Las Vegas Sun

April 25, 2024

Defendant in Nevada ranch standoff faces cross-examination

An Idaho man whose photo as an armed protester in Nevada was seen around the world returns to the witness stand Monday with trial nearing an end for six defendants accused of wielding weapons against federal agents during a 2014 standoff involving cattleman and states' rights advocate Cliven Bundy.

Eric Parker faces cross-examination after telling a jury in Las Vegas last week that he drove with two friends Bunkerville to protest what he felt were heavy-handed tactics by federal authorities dispersing and arresting protesters and rounding up Bundy cattle from public land.

"I was not looking for a fight, but I was not going to be bullied into not exercising my First Amendment," Parker testified Thursday. He referred to the constitutional right to speak freely, assemble and air grievances to the government.

Prosecutors and defense lawyers are preparing for closing arguments, possibly Tuesday, in the first of three planned trials arising from the confrontation that ended with the federal Bureau of Land Management abandoning the roundup of Bundy cattle.

Trial is expected to start next month in U.S. District Court for Cliven Bundy, sons Ammon and Ryan Bundy, and two other defendants who are characterized by prosecutors as leaders of a conspiracy to defy court orders to get the cows off public land. Trial for another six defendants would follow.

The six men currently standing trial are considered gunmen and followers in the confrontation. They face conspiracy, weapon and assault on a federal agent charges that could get each up to 101 years in federal prison.

Attorneys for Gregory Burleson of Arizona, Richard Lovelien of Oklahoma, and Idaho residents Scott Drexler, Todd Engel and Steven Stewart have not said whether their clients will testify.

"The big thing is the conspiracy charge," said Todd Leventhal, attorney for Drexler. "There was no conspiracy to do anything other than protest, and that's not illegal."

Jurors have heard from nearly 40 prosecution witnesses during two months of testimony. They heard last week from three defense witnesses and from Parker, 33, an electrician and father of two from Hailey, Idaho.

He was famously photographed in a prone position on a freeway overpass looking with an AK-47 style rifle through a seam in a concrete freeway barrier toward heavily armed federal agents in a dry riverbed below.

The tense scene had flag-waving riders on horseback and more than 100 unarmed protesters including women and children facing about 30 federal agents at the gate of a corral in the U-shaped wash beneath the highway bridge.

"I put my weapon through the Jersey barrier.
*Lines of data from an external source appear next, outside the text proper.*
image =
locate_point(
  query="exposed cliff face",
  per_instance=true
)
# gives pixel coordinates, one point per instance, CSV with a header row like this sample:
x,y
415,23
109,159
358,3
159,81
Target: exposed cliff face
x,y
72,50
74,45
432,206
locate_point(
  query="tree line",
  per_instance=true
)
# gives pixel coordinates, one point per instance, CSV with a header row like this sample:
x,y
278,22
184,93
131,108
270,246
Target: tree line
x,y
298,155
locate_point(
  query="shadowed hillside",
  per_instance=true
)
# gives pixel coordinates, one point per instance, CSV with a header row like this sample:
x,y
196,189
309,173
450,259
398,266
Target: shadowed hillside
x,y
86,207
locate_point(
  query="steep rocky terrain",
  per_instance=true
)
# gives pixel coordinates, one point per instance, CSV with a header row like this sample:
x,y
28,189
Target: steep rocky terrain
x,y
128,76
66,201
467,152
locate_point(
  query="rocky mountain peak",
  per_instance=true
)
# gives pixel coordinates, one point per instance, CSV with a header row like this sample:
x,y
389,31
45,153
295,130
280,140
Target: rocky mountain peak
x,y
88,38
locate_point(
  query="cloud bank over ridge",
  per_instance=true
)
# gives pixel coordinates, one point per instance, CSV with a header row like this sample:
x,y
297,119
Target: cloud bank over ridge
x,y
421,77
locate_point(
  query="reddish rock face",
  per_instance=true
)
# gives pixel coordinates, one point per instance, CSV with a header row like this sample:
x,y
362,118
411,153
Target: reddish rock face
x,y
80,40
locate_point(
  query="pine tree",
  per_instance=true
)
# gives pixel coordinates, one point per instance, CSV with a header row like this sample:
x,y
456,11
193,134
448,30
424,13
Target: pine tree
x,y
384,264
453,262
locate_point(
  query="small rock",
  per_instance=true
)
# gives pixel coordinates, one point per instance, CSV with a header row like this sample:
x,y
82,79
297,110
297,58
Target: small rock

I admit to that," Parker said during questioning by his lawyer, Jess Marchese. "I made a decision. I didn't want to hurt anybody. But I also didn't want to see anybody get hurt in that wash."

The crowd demanded the release of about 400 cows rounded up in the Gold Butte area about 80 miles northeast of Las Vegas.

The agents demanded the crowd disperse, warning through loudspeakers that use of deadly force had been authorized.

Parker said he saw gunmen atop a mesa overlooking the area, and agents with body armor and rifles at the gate of a cattle corral below.

But he said he never had his finger on the trigger.

"I'm nervous. The people are moving up toward the gate and I don't know what's going to happen," Parker testified. "I thought they were going to shoot people in the wash."

The local sheriff brokered a truce, and after the cows were released Parker was interviewed by a man recording cellphone video on the overpass.

Force matching force averted violence, he told the man.